An introducing to the concept of model cards can be found in the original paper "Model Cards for Model Reporting"
Michael Wolff created this model. The model is using LogisticRegression with parameters "max_iter=1000" and "random_state=42" in scikit-learn 1.4.0.
This model can be used to predict whether an income exceeds, or is below $50K/yr based on the provided census data.
The UC Irvine Machine Learning Repository is where you can find information on the original dataset
The trainings data was provided in the Udacity nd0821-c3 project starter kit
You can gain information on the data from this Jupyter notebook: "Census_Clean_Data.ipynb".
In the process of data cleaning, spaces from column names were removed and also hyphen were replaced with underscore. The dataset contains 32561 rows and 15 features (9 categorical and 6 numerical features).
The dataset set is split into 80-20 for a train and test split. The target feature is "salary", in 2 categories, salaries over $50K/yr, and salaries below $50K/yr.

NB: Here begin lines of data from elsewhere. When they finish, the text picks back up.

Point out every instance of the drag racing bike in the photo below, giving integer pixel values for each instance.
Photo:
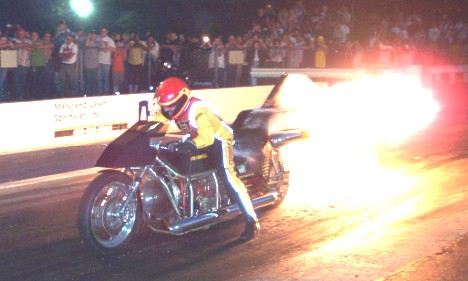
(146, 184)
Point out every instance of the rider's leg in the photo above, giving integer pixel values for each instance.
(239, 191)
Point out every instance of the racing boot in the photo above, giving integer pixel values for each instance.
(251, 228)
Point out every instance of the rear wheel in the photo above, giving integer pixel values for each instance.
(103, 224)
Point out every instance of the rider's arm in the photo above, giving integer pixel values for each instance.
(159, 118)
(206, 130)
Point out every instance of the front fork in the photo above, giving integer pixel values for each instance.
(136, 182)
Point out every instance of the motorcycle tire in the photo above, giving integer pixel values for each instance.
(101, 225)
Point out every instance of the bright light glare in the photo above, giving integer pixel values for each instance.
(82, 7)
(339, 165)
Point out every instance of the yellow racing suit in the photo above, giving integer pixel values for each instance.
(204, 126)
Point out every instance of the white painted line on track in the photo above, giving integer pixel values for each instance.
(48, 178)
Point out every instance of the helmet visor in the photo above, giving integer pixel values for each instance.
(172, 110)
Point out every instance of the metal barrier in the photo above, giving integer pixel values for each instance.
(426, 73)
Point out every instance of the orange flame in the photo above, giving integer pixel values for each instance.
(347, 122)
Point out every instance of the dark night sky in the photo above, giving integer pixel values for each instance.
(181, 16)
(189, 16)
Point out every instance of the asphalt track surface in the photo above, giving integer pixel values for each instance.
(299, 240)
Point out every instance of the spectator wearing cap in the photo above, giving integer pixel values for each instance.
(68, 82)
(135, 61)
(321, 51)
(38, 65)
(20, 73)
(118, 68)
(4, 45)
(106, 48)
(91, 64)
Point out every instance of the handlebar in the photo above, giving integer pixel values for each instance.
(157, 144)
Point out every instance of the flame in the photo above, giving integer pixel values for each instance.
(347, 122)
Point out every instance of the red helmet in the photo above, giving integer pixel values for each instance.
(173, 96)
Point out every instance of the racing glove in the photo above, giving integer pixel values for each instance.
(186, 147)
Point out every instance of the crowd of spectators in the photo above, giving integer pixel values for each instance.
(79, 63)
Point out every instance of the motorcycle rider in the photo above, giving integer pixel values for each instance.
(194, 116)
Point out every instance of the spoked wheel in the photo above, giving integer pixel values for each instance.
(104, 223)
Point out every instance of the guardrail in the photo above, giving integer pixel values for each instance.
(70, 121)
(436, 72)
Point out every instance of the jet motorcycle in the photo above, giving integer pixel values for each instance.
(148, 185)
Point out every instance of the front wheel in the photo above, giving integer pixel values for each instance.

The categorical features where encoded with a OneHotEncoder with parameters parse=False and handle_unknown="ignore". The label is encoded with a LabelBinarizer with no parameters.
The evaluation data comprised the same pre-processing steps and parameters as the training data, having the remaining 20% of the original data.
The overall metrics of the model are Precision: 0.752, Recall: 0.567, Fbeta: 0.647
The dataset provided appears to be fair and not biased. Neither is the model biased towards any particular group of people.
The dataset contains information about race and gender, further evaluation of the bias/ethical information of the dataset is therefore necessary.